Contribute

In order to build models that can align themselves with tabular prediction problems extremely well from just instructions and perhaps a few examples, we need many tasks. These are useful for evaluating how well we’re doing and could be useful for future supervision.

TABLET makes it easy to create new tasks by writing instructions or generating them with GPT-3 for new datasets. Here’s how you do it.

Creating a new task

You must have the training and testing for your task stored in pandas df’s. Then, you can call Tablet.create. This function will take care of creating the task for the naturally occuring instructions you provide and will also generate instructions using GPT-3, if you would like.

from Tablet import create

create.create_task(train_x,
                   eval_x,
                   train_y,
                   eval_y,
                   name=my_data_set_name,
                   header="Predict xyz.",
                   nl_instruction="Generally, people papers are grad students.",
                   categorical_columns=names_of_categorical_columns,
                   num=index_of_task,
                   num_gpt3_revisions=10,
                   openai_key_path=path_to_open_ai_key,
                   save_loc="./data/benchmark")

Here, train_x and eval_x are the train and test splits. Similarly, train_y and eval_y are the label columns. This function also accepts the name of the task (e.g., things like Adult or Wine), the header describing the high level goal of the task, and the natural langauge instructions–this is the nl_instructions argument. You must also specify the names of the categorical columns. The num argument is the index the task with this naturally occurring instruction will be stored under (e.g., prototypes-naturallanguage-performance-{num}).

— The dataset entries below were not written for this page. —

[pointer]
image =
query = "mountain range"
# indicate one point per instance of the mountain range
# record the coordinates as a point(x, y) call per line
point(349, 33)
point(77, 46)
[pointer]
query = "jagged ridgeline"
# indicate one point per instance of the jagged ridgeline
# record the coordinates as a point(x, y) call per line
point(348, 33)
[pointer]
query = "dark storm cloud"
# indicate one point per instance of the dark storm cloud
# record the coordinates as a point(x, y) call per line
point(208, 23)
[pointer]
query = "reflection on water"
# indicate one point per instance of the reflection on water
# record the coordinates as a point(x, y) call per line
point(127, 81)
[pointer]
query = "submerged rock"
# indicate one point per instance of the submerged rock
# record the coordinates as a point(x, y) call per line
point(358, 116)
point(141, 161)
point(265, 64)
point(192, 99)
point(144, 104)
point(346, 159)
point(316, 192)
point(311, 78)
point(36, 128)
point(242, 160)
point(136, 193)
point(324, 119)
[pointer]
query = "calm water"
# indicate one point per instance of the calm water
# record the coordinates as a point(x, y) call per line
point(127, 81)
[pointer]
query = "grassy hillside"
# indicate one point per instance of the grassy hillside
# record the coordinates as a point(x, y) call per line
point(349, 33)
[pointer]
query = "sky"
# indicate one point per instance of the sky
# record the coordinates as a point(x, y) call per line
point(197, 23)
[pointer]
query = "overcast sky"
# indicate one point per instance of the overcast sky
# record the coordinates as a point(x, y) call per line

Further, If you wish to generate instructions with GPT-3, you will need to provide an OpenAI key in a file and give the location of this file to the openai_key_path argument and specify how many instructions for the prototypes and rulesets templates you wish to create with num_gpt3_revisions.

Submitting a task

To include your awesome new task, please make sure the task’s files are under

./data/benchmark/performance/my_new_task

and submit a pull request.

Please also include a short readmd.md in folder describing the goal of the task and the license the data and instructions are under. For instance, something like this is ideal:

Task: Predict how many sheep someone will need to count before they fall asleep.
Data License: Apache 2.0
Instruction License: MIT

We’ll review it and add it to the benchmark. If you would like your name & website added to the lists of tasks on the homepage, please mention this in the pull request as well.